Considering the forbidding aspect of their new land, it is not surprising that the music of the early settlers was essentially prayer set to song. The first music published in the Colonies appeared in the 1698 edition of the Bay Psalm Book.
In the early 1700s the well-to-do imported manuscripts of music from Europe to play for dancing and concerts. In the early 1800s more people had time and money for the pursuit of culture, and the music of European courts and concert halls was widely heard, especially in the cities. By the mid- 1800s
European romantic melodies were the favorite music for the old and the young. Being played very often, they soon were very famous. Into this "sea" of romanticism sailed American first great songwriter, Stephen Foster, who became famous in the 1850s for "My Old Kentucky Home" and other "plantation songs", as he called them.
America, at last, was beginning to find a voice of its own, and Foster's melodies were sung in the minstrel shows popular in his day. With the wave of German immigration in the mid-19th century came many trained musicians who — as performers, composers, and teachers — spread an enthusiasm for romanticism and for that romantic instrument, the piano. The already growing piano business increased tremendously. One of the chief manufacturers was Henry Steinweg, a German immigrant, who changed his name to Steinway. By 1860 there were 22000 pianos in America.

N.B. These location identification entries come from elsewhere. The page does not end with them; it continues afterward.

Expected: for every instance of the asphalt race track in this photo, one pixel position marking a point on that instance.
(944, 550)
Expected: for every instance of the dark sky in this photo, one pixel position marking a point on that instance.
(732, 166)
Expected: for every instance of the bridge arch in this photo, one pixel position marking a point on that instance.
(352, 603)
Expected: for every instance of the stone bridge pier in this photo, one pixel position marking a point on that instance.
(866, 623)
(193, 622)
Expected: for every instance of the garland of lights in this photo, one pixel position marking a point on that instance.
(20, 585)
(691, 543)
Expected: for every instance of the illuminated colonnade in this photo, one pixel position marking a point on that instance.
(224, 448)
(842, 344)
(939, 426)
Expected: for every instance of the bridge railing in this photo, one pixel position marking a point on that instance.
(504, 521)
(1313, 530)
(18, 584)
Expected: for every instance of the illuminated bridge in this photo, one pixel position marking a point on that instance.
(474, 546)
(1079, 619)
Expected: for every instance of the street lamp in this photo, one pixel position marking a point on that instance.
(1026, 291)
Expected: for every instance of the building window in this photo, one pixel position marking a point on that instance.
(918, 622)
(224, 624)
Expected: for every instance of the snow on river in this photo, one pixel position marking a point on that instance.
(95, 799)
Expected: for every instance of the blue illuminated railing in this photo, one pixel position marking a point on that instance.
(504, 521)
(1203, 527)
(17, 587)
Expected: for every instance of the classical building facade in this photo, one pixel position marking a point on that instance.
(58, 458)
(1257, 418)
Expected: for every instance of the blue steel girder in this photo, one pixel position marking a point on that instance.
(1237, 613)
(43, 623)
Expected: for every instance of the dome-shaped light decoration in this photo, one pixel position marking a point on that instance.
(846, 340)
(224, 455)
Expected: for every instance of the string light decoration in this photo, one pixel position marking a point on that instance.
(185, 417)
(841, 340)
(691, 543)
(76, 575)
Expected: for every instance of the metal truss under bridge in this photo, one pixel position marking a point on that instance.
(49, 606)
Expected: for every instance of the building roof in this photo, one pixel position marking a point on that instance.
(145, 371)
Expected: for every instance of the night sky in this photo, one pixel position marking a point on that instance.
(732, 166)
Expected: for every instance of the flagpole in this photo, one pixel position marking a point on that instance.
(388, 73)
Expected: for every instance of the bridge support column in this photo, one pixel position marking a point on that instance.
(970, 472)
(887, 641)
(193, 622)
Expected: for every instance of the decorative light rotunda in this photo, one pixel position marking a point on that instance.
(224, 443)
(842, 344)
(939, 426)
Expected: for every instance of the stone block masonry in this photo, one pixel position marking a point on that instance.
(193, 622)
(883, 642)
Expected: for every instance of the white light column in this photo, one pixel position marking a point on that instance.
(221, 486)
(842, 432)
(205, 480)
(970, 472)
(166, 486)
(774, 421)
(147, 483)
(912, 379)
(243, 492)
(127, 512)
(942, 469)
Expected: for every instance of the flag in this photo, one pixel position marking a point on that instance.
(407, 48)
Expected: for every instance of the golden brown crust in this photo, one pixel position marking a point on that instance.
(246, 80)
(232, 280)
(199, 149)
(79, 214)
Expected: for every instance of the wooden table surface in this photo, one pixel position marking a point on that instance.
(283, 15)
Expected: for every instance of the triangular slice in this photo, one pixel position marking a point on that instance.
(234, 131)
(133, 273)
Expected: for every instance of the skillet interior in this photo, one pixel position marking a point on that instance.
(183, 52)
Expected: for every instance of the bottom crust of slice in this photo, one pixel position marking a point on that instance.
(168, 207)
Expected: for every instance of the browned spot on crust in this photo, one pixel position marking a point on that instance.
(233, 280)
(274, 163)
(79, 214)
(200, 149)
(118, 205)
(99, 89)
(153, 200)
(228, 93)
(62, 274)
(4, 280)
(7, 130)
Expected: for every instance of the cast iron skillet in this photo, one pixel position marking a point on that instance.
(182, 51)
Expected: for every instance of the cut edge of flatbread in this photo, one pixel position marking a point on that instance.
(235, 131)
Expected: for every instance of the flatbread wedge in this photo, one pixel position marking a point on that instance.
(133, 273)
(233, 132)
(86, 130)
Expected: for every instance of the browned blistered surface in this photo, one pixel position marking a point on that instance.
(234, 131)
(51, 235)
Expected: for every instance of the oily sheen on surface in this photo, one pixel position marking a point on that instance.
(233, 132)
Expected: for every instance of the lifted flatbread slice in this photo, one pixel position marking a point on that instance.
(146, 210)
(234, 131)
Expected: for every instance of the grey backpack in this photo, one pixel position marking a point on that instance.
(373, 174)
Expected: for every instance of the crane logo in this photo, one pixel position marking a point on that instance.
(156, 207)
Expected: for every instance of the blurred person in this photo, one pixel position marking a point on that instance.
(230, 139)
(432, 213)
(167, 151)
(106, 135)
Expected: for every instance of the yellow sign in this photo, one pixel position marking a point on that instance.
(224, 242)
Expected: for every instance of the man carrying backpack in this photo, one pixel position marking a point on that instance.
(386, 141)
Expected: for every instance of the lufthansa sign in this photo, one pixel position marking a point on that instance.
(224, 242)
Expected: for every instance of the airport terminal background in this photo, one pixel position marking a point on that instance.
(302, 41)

The Civil War brought martial music, and this music, in its turn, accelerated the development of the bright sound of the brass band, which — with Sunday concerts in the park — became one of America's most popular musical institutions for the next half century. Enthusiasm for martial ensembles spread so rapidly that by the turn of the century more than 20000 amateur and professional brass bands were giving regular concerts in towns and villages throughout the country. At the turn of the 20th century the music most widely representative of this country was gaining a fast-growing audience.
This appealing new freewheeling sound was called jazz. Rooted in the field hollers and work songs of the plantations, levees, turpentine camps, and prisons, early jazz and the blues, firstly, music of the black, had haunting echoes of an American past. This music, in all its cultural and ethnic permutations, has perhaps done as much to create understanding and respect among all races as no other single force in American history.
The popular song, that tuneful product of Tin Pan Alley, and country Western music are two other American creations that have struck responsive chords around the world. Until the early 1900s most classical music and most of the conductors and soloists came from Europe.
Then a few American musicians, such as Charles Ives and Henry Cowell, began to create new sounds in their own way inspiring interest in contemporary music. Encouraged by outstanding schools of music, this interest has made the United States a leader in musical experimentation and innovation. Classical music composed in the US today is as American as folk music and jazz.